EIP-1559 transactions

Transactions with type 0x2 are transactions introduced in EIP-1559, included in Ethereum's London fork. EIP-1559 addresses the network congestion and overpricing of transaction fees caused by the historical fee market, in which users send transactions specifying a gas price bid using the gasPrice parameter, and miners choose transactions with the highest bids.

EIP-1559 transactions don’t specify gasPrice, and instead use an in-protocol, dynamically changing base fee per gas. At each block, the base fee per gas is adjusted to address network congestion as measured by a gas target.

EIP-1559 transactions contain the accessList and yParity parameters and legacy parameters (except for gasPrice).

They also contain a maxPriorityFeePerGas parameter, which specifies the maximum fee the sender is willing to pay per gas above the base fee (the maximum priority fee per gas), and a maxFeePerGas parameter, which specifies the maximum total fee (base fee + priority fee) the sender is willing to pay per gas.

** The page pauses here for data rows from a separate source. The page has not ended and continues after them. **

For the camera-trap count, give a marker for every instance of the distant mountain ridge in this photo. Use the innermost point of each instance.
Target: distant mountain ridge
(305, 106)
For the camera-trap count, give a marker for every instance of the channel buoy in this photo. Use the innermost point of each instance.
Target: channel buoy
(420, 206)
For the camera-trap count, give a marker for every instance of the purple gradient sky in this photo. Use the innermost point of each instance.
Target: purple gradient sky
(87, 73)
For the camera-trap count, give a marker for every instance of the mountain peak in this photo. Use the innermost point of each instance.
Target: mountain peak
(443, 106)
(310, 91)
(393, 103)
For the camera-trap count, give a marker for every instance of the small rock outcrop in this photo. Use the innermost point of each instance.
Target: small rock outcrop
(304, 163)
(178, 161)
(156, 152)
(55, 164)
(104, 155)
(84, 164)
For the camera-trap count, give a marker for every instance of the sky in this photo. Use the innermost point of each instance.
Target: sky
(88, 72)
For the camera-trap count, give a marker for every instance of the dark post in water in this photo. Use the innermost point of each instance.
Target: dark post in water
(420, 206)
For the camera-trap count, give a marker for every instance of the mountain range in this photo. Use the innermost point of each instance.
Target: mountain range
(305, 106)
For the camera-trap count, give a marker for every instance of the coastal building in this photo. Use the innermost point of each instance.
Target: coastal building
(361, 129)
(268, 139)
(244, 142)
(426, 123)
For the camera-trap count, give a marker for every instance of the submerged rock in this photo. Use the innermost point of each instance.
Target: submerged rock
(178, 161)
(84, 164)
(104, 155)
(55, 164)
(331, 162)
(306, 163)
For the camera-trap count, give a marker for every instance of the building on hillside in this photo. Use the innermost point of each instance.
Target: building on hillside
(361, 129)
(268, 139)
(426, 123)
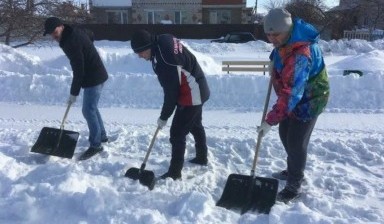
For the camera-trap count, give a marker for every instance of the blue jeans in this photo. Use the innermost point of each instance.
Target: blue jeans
(92, 115)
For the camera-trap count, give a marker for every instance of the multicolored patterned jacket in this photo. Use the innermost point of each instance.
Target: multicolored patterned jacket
(299, 76)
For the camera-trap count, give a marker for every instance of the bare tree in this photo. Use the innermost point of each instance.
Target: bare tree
(372, 12)
(22, 21)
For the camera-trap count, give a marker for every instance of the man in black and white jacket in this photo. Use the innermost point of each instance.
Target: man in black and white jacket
(185, 88)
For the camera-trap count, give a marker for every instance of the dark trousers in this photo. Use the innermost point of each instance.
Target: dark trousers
(186, 120)
(295, 135)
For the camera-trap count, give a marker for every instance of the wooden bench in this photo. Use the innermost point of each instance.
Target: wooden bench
(245, 66)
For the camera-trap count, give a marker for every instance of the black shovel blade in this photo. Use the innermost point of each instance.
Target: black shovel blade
(48, 142)
(146, 178)
(242, 192)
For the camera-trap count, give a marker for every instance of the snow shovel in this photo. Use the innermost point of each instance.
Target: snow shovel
(57, 142)
(249, 192)
(146, 178)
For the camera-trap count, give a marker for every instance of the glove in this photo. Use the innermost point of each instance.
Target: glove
(263, 128)
(161, 123)
(72, 99)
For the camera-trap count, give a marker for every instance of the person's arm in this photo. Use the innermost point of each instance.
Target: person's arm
(76, 58)
(291, 88)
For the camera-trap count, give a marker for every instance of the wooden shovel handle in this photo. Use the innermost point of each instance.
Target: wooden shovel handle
(150, 148)
(260, 135)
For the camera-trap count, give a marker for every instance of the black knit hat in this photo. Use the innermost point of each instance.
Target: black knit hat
(50, 25)
(141, 41)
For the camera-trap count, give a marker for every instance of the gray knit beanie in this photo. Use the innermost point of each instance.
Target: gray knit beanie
(277, 20)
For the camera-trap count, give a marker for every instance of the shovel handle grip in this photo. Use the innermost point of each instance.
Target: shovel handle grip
(150, 146)
(65, 116)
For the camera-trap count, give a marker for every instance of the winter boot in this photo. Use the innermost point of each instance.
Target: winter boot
(201, 155)
(288, 194)
(282, 175)
(199, 161)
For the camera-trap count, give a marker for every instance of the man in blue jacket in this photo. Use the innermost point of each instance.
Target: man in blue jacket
(300, 81)
(89, 73)
(185, 89)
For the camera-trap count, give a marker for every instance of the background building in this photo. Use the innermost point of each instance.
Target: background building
(170, 12)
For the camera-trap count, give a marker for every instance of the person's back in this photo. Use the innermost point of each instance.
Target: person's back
(185, 91)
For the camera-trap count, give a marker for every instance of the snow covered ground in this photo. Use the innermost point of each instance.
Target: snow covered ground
(345, 168)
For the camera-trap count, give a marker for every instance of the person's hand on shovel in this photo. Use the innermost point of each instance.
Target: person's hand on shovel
(263, 128)
(161, 123)
(71, 99)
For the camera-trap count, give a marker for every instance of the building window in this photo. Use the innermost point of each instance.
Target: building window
(117, 17)
(220, 17)
(153, 17)
(180, 17)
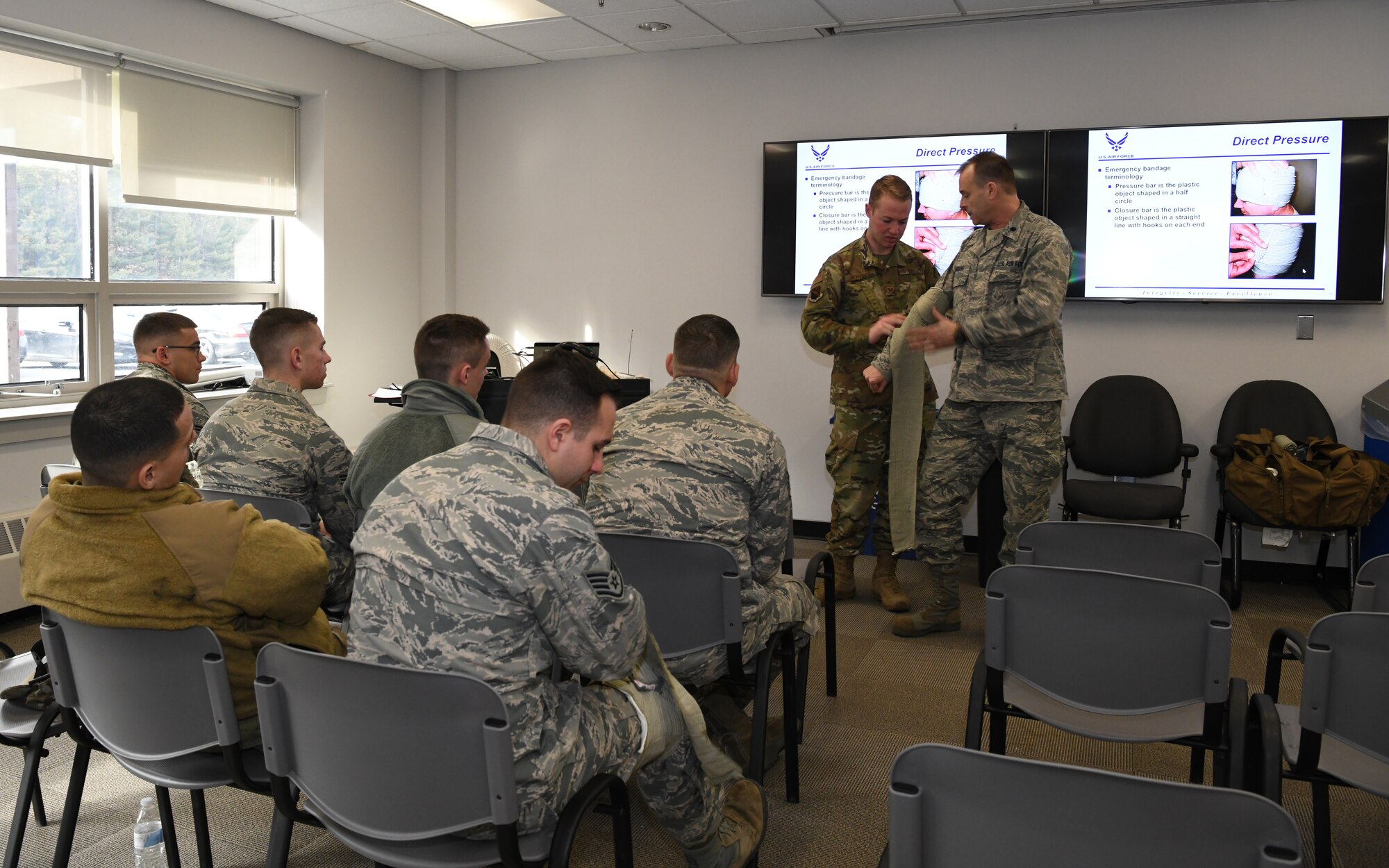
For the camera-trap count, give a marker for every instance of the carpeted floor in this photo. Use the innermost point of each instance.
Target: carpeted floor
(892, 694)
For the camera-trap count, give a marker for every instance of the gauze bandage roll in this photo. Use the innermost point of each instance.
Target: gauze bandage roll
(1279, 258)
(951, 240)
(940, 191)
(1270, 184)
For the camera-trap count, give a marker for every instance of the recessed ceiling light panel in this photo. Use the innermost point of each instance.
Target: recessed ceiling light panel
(487, 13)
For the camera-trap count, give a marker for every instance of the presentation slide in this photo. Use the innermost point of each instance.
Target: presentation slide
(833, 184)
(1233, 212)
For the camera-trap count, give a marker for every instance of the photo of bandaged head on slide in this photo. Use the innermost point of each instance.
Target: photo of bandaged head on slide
(938, 198)
(1273, 251)
(1273, 188)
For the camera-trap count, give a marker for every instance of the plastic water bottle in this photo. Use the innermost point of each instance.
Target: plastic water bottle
(149, 837)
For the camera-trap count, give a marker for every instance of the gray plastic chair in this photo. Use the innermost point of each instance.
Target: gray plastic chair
(272, 509)
(949, 808)
(26, 730)
(1148, 551)
(160, 703)
(1340, 733)
(692, 594)
(1115, 658)
(408, 777)
(51, 471)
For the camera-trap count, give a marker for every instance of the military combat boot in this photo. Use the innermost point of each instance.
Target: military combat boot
(885, 588)
(941, 617)
(844, 581)
(740, 831)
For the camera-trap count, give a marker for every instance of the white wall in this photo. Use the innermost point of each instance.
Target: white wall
(626, 194)
(354, 256)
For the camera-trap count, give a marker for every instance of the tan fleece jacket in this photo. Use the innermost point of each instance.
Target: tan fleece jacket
(169, 560)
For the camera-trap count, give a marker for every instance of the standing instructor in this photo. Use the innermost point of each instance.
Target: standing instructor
(859, 299)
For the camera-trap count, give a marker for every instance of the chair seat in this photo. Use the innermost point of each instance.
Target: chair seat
(1337, 759)
(1237, 510)
(441, 852)
(17, 723)
(197, 771)
(1123, 501)
(1166, 726)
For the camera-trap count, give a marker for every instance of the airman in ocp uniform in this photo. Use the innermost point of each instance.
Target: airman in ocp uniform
(480, 560)
(859, 299)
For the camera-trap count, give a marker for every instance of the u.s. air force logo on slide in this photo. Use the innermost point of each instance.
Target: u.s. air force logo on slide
(606, 583)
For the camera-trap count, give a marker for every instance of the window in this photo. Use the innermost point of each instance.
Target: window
(83, 258)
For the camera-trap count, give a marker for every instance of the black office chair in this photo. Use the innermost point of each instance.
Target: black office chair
(1127, 428)
(1286, 409)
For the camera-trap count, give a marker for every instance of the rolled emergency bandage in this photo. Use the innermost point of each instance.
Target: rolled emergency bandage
(1283, 241)
(1267, 185)
(940, 191)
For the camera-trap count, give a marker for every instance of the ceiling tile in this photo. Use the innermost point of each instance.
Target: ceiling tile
(734, 16)
(999, 6)
(390, 22)
(255, 8)
(390, 52)
(692, 42)
(312, 8)
(319, 28)
(492, 63)
(780, 35)
(554, 35)
(456, 49)
(623, 26)
(865, 12)
(583, 9)
(583, 53)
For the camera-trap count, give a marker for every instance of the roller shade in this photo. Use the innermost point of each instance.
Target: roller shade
(55, 109)
(197, 148)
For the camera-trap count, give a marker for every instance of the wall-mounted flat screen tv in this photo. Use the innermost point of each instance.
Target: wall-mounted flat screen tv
(1265, 212)
(815, 195)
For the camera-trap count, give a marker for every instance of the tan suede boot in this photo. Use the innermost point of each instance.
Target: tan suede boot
(844, 581)
(885, 588)
(941, 617)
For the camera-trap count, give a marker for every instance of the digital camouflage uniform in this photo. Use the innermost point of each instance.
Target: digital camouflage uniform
(1006, 390)
(476, 562)
(272, 442)
(854, 290)
(153, 372)
(691, 465)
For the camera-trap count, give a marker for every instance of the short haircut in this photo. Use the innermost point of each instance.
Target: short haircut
(274, 328)
(892, 187)
(158, 330)
(990, 166)
(706, 344)
(560, 385)
(119, 427)
(447, 342)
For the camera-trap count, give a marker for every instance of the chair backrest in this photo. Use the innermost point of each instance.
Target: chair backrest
(949, 806)
(1373, 585)
(51, 471)
(1347, 681)
(1126, 427)
(1279, 405)
(387, 752)
(692, 590)
(1147, 551)
(144, 695)
(272, 509)
(1109, 642)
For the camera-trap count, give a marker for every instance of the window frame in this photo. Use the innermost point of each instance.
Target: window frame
(101, 295)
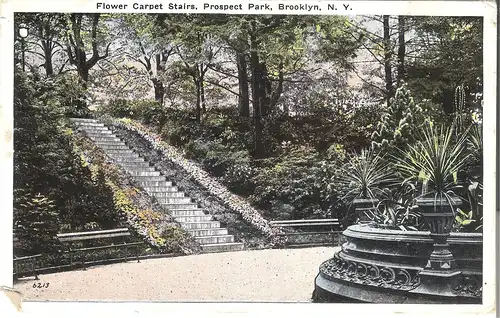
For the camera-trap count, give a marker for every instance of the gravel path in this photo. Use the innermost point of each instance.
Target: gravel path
(262, 275)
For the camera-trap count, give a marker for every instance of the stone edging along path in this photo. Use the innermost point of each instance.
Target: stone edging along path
(235, 202)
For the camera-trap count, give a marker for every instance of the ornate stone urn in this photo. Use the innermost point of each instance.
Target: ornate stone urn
(440, 272)
(364, 206)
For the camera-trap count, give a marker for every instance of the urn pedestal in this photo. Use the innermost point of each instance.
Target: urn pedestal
(440, 274)
(363, 208)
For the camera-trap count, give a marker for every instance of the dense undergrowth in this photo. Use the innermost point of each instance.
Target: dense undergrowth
(63, 183)
(290, 181)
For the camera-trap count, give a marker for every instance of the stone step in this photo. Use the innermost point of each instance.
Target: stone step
(215, 239)
(127, 155)
(177, 206)
(168, 194)
(105, 138)
(110, 143)
(195, 212)
(157, 186)
(120, 151)
(98, 132)
(138, 168)
(166, 200)
(208, 232)
(201, 225)
(133, 165)
(77, 119)
(144, 173)
(193, 218)
(128, 159)
(149, 178)
(113, 147)
(153, 188)
(88, 124)
(92, 128)
(222, 247)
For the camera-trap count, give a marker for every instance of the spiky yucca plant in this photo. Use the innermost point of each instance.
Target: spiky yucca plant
(365, 175)
(434, 160)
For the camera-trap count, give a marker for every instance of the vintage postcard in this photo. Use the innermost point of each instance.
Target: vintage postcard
(289, 157)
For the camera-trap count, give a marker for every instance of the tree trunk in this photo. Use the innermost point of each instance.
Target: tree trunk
(243, 98)
(401, 49)
(159, 90)
(256, 92)
(47, 52)
(388, 60)
(198, 100)
(202, 89)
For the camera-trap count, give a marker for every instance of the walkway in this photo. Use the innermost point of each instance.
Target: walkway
(261, 275)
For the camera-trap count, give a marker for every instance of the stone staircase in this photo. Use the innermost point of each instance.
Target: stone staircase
(205, 230)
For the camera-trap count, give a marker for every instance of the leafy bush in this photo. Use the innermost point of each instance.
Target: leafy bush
(397, 123)
(36, 223)
(293, 185)
(45, 164)
(364, 175)
(435, 160)
(117, 108)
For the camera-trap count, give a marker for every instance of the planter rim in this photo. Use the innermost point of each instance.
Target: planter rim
(367, 232)
(440, 201)
(364, 200)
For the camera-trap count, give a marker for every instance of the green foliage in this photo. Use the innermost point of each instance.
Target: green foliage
(396, 125)
(473, 219)
(36, 223)
(293, 186)
(449, 55)
(434, 161)
(45, 163)
(398, 210)
(174, 239)
(365, 175)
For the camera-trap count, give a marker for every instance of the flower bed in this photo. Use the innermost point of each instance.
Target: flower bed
(140, 216)
(238, 204)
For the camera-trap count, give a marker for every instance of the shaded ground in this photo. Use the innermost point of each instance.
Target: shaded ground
(259, 275)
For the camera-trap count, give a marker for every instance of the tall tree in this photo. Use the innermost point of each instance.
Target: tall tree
(78, 42)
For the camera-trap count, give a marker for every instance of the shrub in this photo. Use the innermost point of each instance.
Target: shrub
(36, 223)
(117, 108)
(365, 175)
(294, 185)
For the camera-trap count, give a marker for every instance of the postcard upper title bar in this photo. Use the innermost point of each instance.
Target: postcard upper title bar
(444, 8)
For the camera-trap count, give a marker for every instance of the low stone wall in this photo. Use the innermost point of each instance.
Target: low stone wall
(382, 266)
(251, 237)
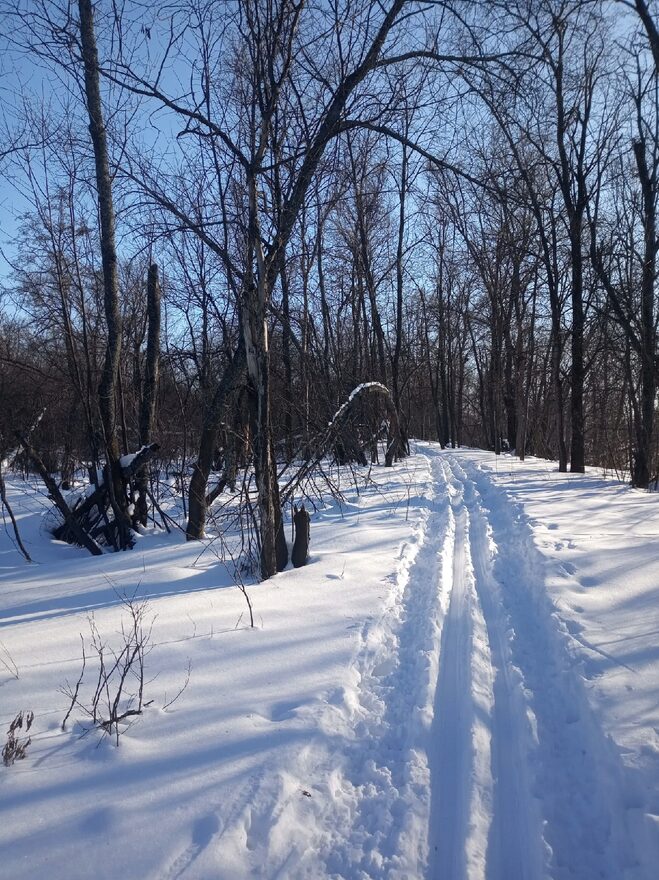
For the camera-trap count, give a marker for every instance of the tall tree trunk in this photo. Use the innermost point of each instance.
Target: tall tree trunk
(232, 377)
(108, 384)
(150, 385)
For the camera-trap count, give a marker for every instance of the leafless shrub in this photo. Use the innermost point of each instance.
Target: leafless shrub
(15, 748)
(118, 693)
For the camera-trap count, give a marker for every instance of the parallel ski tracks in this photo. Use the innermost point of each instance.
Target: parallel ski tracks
(513, 764)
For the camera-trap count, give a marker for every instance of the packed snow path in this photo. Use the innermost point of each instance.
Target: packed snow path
(463, 684)
(525, 784)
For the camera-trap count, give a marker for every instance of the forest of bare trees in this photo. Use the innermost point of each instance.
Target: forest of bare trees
(237, 212)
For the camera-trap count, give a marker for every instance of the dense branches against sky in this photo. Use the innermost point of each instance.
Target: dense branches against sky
(454, 199)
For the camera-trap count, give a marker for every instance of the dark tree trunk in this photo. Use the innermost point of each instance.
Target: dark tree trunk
(108, 385)
(150, 386)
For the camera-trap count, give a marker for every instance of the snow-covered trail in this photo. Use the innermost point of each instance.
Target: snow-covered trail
(525, 784)
(461, 685)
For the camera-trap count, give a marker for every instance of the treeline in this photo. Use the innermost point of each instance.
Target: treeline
(455, 200)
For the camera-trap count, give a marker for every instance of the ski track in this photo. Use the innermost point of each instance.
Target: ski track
(518, 759)
(380, 824)
(475, 754)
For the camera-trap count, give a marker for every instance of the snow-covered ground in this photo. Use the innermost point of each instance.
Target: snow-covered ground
(462, 683)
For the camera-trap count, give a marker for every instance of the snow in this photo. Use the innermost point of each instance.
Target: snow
(462, 683)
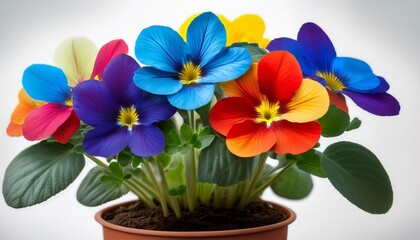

An EIP-1559 transaction always pays the base fee of the block it’s included in, and it pays a priority fee as priced by maxPriorityFeePerGas or, if the base fee per gas + maxPriorityFeePerGas exceeds maxFeePerGas, it pays a priority fee as priced by maxFeePerGas minus the base fee per gas. The base fee is burned, and the priority fee is paid to the miner that included the transaction. A transaction’s priority fee per gas incentivizes miners to include the transaction over other transactions with lower priority fees per gas.